Cuando hablamos de valores ciudadanos, la tolerancia es uno de los más preciados, pero algunas personas, apoyadas en ese privilegio, ultrajan otras obligaciones humanas como son la ética y la moral.

Tolerar es bueno pero hacerlo sin reglas puede ser malo para el equilibrio de la sociedad y lastima el derecho particular de quienes tienen otro estilo de vida, respetable mientras no violente el derecho ajeno. Hay casos en los cuales afecta las relaciones personales y sociales e incluso pudiera poner en riesgo la seguridad física y la vida.

La conducta pública debe dar un buen ejemplo, tanto como el comportamiento privado frente a la familia o los colegas de trabajo, porque de allí se deriva uno de los equilibrios más importantes de la sociedad: el respeto.

Lamentablemente, por alguna razón de lucha individual, hoy día el proceder de la gente se basa en la intolerancia y el atropello. No hay respeto por los ancianos y los niños, por ejemplo.
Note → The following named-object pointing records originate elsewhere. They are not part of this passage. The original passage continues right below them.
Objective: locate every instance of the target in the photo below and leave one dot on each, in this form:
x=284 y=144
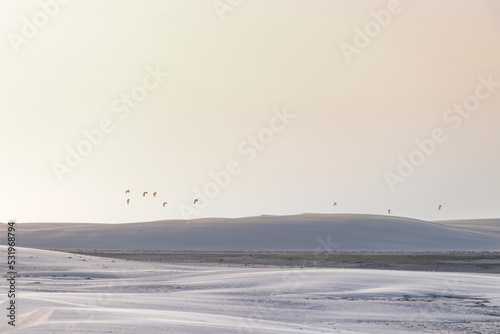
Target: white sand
x=66 y=293
x=306 y=232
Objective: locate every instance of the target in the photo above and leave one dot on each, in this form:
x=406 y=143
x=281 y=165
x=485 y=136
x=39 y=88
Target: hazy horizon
x=330 y=124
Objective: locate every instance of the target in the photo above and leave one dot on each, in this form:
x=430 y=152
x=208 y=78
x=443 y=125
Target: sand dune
x=68 y=293
x=307 y=232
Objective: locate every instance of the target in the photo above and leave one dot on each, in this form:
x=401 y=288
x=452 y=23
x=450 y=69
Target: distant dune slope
x=488 y=226
x=306 y=232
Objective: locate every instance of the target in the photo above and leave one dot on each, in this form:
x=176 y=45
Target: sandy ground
x=74 y=293
x=474 y=262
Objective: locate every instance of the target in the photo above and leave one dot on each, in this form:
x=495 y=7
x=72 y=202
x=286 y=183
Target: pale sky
x=229 y=72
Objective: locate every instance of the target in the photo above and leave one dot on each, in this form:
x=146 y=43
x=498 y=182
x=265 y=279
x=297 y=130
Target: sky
x=253 y=107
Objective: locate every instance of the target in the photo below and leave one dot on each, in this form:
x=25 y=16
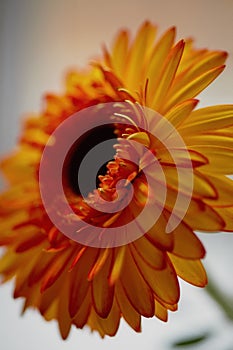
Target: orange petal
x=102 y=292
x=131 y=316
x=83 y=313
x=186 y=243
x=149 y=253
x=177 y=115
x=136 y=289
x=64 y=320
x=160 y=311
x=79 y=278
x=163 y=282
x=192 y=271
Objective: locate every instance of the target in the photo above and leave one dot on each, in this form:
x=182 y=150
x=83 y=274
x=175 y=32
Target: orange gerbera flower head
x=110 y=181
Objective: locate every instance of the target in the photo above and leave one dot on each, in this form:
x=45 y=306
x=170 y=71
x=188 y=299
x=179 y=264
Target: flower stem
x=220 y=298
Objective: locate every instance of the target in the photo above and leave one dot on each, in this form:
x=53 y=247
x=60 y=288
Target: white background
x=39 y=41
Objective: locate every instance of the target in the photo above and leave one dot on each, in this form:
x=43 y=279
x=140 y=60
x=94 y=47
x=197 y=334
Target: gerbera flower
x=147 y=89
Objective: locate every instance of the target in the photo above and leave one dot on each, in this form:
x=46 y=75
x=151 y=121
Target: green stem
x=222 y=300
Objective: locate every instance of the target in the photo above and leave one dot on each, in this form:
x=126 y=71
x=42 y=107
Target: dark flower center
x=71 y=176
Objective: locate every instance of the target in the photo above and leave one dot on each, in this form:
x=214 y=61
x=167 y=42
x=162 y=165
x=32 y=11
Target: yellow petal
x=102 y=292
x=220 y=159
x=207 y=119
x=203 y=62
x=119 y=53
x=138 y=53
x=158 y=57
x=167 y=75
x=180 y=112
x=191 y=89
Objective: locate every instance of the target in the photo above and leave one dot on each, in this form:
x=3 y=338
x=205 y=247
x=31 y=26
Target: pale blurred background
x=39 y=41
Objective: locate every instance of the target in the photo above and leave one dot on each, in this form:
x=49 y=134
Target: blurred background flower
x=39 y=41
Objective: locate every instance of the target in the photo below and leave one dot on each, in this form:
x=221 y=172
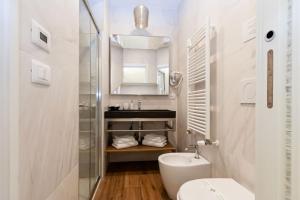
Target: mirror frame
x=109 y=57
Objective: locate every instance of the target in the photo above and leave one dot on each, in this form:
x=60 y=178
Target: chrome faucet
x=139 y=104
x=196 y=149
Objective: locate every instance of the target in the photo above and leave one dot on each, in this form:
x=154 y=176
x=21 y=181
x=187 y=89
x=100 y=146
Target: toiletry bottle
x=131 y=105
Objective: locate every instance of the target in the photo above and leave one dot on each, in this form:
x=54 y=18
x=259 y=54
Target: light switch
x=249 y=29
x=40 y=73
x=248 y=91
x=40 y=36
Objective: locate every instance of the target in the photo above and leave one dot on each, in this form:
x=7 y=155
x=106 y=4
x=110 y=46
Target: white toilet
x=213 y=189
x=178 y=168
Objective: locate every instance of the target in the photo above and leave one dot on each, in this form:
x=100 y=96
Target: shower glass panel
x=89 y=104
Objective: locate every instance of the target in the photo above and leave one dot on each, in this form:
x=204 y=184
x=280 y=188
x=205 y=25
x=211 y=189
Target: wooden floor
x=132 y=181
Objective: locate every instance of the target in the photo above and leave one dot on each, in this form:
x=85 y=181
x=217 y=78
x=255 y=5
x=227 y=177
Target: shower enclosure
x=89 y=103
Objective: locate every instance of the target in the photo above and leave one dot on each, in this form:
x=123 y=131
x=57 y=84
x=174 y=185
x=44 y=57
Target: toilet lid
x=213 y=189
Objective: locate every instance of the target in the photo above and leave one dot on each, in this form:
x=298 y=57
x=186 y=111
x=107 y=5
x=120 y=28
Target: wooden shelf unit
x=141 y=148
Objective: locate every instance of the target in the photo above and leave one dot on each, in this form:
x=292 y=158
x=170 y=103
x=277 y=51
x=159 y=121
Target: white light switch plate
x=248 y=91
x=40 y=73
x=249 y=29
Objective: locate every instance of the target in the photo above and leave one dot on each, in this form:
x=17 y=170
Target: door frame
x=274 y=138
x=9 y=96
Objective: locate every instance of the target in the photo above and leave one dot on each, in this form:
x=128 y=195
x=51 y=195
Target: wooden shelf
x=141 y=148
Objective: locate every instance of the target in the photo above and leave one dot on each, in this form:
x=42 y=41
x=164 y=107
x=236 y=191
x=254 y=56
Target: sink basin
x=140 y=114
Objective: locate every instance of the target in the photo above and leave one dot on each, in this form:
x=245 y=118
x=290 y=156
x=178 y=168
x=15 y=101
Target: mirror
x=139 y=65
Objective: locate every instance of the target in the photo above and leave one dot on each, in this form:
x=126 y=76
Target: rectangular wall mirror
x=139 y=65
Se cuidan más las mascotas que al prójimo. La tolerancia recomienda aceptar que el vecino tenga un perro bravo, por el que nos nos arrinconamos en un elevador del edificio para que no saboree un trozo de pantorrilla, o en otros casos, soportar que haga porquerías donde el animalito le plazca. Esos dueños de mascota son intolerantes como los que las aborrecen.

También son intolerantes los conductores bravucones que provocan accidentes cuando se sienten agredidos porque reducimos la velocidad para dar paso a otro carro o a una persona.

Un ciudadano amable ahora es visto como anacrónico, aunque sea civilizado.

La tolerancia se ha convertido en un símbolo para cruzar la línea entre el derecho de las minorías y el bien común. Quienes se muestran abiertos con la comunidad gay son aplaudidos por ellos y vistos como modernos, pero los que piden que las expresiones excesivas de amor o eróticas las circunscriban a su ámbito íntimo, son calificados de intransigentes.

¿Por qué no tener indulgencia con quienes prefieren que sus hijos no reciban ese mensaje hasta que tengan una edad adulta?

La tolerancia a veces es nociva. Una pareja donde uno de los dos sea violento poco a poco se torna en complicidad, en dependencia enfermiza, hasta que la víctima llega a creer que se merece los maltratos físicos y sicológicos.

Tolerar a un fumador insolente en público es malo para la salud. Tolerar a un adicto a las drogas o alcohólico, solo por no perderlo, es no tener dignidad.

Uno de los errores más comunes de la sociedad es tolerar el delito, como el narcotráfico. Es muy fácil cruzar la línea de lo legítimo a lo ilegal, por codicia. Hace más de 20 años, el amor ciego llevó a la diva colombiana Virginia Vallejo a tolerar a un delincuente y asesino como Pablo Escobar, quien era su amante.

El periodismo deportivo, sabiendo que los narcos financiaban los equipos de futbol, se hicieron los de la vista gorda frente a los crímenes y el terrorismo.

La tolerancia no es un valor a la medida dosificado de acuerdo a la conveniencia. Debe ser una norma colectiva para el bien individual, el de la familia y el de toda la sociedad.